Ces confréries sont administrées par un roi qui a ses lieutenants à la tête d’une confrérie locale. Chaque organisation est toute puissante. Elle définit les conditions de l’apprentissage et l’obtention de la maîtrise. Pour devenir maître, l’apprenti doit verser une caution et prêter serment.
 
Au XVIe siècle, les ménétriers monopolisent toute pratique instrumentale profane. à cette époque, hormis ceux qui assurent les services de la Chapelle royale, ceux de quelques cathédrales ou Corps d’armées, ils exercent des activités publiques rémunérées. « Le ménétrier n’est pas alors un musicien parmi tant d’autres, précise Luc Charles-Dominique, il est vraiment le prototype du musicien universel ». Ils se produisent pour les fêtes coutumières en bande ou escole de sonneurs, sorte d’orchestre.
 
Cette puissance corporative connaît son apogée à la fin du XVIe siècle mais disparaît peu avant la Révolution.
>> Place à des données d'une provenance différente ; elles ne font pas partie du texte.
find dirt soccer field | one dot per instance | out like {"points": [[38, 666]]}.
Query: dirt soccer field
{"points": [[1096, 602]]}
La cause en est double, à la fois les profonds bouleversements économiques, sociaux, culturels et politiques que connaît le XVIIIe siècle mais également la révolution musicale qui s’installe depuis le XVIe siècle et qui conduit au triomphe de la musique savante.
 
Avant d’aborder les conséquences de l’impact de la musique savante vis-à-vis de la musique populaire, peut-être est-il intéressant de souligner le fait que les ménétriers utilisent eux aussi, des instruments hauts, que leurs activités se situent également en haut, et qu’ils ont bien une charge de l’animation des fêtes coutumières. Sans doute est-ce en cela que leur statut les rapproche de nos musiciens populaires.